I see, I seem to have gotten that the wrong way around, and that’s probably the source of my confusion. Now I can see why we’re not talking about the same things.
Linalg is great for tiling and fusing (if the ops match ranges), but affine/scf is required for blocking (reshape for locality), reordering loops and finding the right level for a library call.
Even though linalg has a library name attribute, we don’t have functions for the whole op (full conv, fully-connected) but we do have low level “instructions” (aka smaller composable library calls) that we know is efficient when called in a certain order. This is what we call Tensor Processing Primitives. Think TPP as a CISC instruction in the sea of (MLIR) RISC instructions.

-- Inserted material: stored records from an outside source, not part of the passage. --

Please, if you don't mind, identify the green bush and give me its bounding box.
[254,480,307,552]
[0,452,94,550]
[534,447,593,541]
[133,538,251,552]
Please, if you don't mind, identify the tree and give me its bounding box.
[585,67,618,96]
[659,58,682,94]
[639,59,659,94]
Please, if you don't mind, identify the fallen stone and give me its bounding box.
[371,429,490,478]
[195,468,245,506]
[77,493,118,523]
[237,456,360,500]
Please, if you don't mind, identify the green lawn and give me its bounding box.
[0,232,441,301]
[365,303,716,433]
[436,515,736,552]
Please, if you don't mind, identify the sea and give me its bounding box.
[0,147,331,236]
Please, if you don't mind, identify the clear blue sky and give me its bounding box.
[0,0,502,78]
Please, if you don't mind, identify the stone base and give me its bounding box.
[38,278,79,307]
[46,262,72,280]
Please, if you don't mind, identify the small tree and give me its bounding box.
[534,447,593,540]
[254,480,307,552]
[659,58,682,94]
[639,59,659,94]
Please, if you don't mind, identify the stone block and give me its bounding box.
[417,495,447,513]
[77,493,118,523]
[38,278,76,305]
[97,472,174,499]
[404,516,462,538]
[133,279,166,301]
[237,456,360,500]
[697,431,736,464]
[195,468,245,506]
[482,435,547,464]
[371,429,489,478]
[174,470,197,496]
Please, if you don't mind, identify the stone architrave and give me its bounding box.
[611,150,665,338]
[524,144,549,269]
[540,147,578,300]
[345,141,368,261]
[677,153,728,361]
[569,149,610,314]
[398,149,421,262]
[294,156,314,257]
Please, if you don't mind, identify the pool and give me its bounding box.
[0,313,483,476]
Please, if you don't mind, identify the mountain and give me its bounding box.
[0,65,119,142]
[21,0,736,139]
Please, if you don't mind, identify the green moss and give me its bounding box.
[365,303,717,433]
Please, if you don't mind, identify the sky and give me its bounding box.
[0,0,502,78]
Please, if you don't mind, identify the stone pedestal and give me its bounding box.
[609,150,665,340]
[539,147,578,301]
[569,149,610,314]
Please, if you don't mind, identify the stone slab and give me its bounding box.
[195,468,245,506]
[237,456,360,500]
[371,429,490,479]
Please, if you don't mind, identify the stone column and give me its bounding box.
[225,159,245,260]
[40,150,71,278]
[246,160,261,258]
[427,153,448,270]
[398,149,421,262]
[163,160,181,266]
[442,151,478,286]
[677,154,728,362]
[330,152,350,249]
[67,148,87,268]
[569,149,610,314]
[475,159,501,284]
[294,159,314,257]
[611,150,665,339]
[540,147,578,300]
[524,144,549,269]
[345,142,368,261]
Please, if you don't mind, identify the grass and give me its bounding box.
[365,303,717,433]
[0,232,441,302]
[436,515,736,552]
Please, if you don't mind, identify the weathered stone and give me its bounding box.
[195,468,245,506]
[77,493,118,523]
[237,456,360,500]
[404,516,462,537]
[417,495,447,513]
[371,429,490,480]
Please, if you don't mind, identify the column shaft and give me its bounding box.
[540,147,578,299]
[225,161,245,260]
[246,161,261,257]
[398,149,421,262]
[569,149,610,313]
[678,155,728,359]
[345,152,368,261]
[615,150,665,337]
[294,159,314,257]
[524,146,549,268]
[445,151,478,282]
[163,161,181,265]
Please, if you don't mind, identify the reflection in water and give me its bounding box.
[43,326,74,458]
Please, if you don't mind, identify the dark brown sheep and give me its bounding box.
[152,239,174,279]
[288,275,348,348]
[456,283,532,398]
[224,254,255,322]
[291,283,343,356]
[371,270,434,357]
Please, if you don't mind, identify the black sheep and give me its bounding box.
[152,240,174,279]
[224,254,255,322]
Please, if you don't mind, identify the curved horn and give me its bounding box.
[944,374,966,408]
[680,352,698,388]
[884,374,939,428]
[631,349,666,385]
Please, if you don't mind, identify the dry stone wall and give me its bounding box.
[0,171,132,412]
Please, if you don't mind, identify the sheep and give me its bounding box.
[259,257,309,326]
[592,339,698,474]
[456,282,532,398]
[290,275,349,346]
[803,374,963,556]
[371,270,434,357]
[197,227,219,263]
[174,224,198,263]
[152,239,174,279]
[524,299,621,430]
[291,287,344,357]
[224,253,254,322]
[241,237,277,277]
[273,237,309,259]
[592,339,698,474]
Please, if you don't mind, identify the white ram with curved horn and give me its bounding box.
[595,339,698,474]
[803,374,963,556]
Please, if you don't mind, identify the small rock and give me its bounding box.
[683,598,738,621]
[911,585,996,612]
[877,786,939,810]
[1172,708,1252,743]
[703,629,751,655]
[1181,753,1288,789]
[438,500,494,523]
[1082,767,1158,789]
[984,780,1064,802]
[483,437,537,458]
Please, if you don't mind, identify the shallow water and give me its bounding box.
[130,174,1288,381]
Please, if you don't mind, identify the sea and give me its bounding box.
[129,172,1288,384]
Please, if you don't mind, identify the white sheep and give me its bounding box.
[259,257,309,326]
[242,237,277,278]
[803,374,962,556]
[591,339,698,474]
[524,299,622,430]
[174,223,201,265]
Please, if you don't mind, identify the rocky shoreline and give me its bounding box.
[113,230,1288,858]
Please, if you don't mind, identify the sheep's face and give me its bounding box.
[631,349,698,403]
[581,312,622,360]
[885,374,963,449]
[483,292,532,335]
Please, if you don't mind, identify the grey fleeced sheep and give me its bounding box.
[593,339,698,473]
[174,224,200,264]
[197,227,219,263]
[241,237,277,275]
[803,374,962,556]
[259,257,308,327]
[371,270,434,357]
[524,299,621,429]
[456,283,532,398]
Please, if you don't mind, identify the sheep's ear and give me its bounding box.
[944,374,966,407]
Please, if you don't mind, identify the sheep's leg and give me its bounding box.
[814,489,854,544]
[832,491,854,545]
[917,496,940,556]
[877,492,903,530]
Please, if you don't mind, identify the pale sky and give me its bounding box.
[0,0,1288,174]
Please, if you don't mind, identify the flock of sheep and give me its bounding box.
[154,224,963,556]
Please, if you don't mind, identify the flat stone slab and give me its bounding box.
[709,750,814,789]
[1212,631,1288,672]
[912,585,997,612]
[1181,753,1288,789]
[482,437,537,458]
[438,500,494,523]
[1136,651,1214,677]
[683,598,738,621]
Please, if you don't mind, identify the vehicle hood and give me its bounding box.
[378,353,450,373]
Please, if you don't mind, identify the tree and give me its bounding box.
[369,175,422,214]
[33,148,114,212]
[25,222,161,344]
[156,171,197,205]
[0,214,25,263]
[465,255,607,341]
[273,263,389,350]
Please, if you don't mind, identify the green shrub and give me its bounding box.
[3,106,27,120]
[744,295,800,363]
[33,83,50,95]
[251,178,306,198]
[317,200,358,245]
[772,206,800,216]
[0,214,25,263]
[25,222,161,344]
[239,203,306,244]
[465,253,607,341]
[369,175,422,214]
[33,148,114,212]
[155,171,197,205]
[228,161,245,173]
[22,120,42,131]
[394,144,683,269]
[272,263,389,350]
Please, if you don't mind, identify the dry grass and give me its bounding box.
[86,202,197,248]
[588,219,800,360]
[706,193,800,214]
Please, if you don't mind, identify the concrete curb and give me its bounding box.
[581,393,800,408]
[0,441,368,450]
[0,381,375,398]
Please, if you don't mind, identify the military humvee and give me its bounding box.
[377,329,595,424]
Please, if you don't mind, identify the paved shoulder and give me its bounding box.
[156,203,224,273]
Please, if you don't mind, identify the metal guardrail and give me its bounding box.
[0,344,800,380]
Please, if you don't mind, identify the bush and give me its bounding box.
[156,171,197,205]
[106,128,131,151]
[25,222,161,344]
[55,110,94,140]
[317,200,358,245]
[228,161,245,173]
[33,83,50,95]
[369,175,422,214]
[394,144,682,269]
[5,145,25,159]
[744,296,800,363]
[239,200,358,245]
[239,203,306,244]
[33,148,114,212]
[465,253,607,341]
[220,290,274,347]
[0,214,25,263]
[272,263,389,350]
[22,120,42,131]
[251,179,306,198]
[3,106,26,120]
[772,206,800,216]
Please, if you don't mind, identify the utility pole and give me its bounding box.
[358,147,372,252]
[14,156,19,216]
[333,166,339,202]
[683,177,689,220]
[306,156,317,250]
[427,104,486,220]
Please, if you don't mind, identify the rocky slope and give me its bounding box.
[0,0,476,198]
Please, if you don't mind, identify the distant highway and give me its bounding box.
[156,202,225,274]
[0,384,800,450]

Our top-shelf op, the batch-reduced GEMM, is super efficient for a bunch of ops bundled together (batching, GEMM, reducing, even activation afterwards), so we want to fuse the MLIR ops like tcp.group
or scf.execute_region
do, which will then, be a library call. But we need to know in which sub-tensor we’re applying the function to (to guarantee the tile shape is consistent with the rest of the iteration space, and to be able to do later fusion after re-order), and scf.execute_region
doesn’t make that easy.
For now, we’re massaging the IR to get it in the shape we want, because our goal is the optimisation passes, not IR design. But that’s not a realistic long-term goal, so we’re also interested in upstream dialects, even if they’re not LLVM proper, to see two things: first, how we can reduce the IR massaging we have to do; second, to understand what front-ends generate, to be able to consume that directly.
Having an common intermediate dialect that other front-end ingress dialects lower to would be awesome as a starting point. Having an upstream (read LLVM/MLIR) dialect that allows us to work at a slightly higher level than Linalg (for example, keeping relu
instead of lowering to ops) at the same time we still have linalg and affine, scf, would allow us to use the right level for the right transformations, before lowering to calls+codegen.
Those two “meta-dialects” (common-from-ingress and transformation) don’t have to be the same, not even be only two. We can work with lower IR (even raise it a bit again, when needed) for the time being (or even forever) if the community needs something completely different.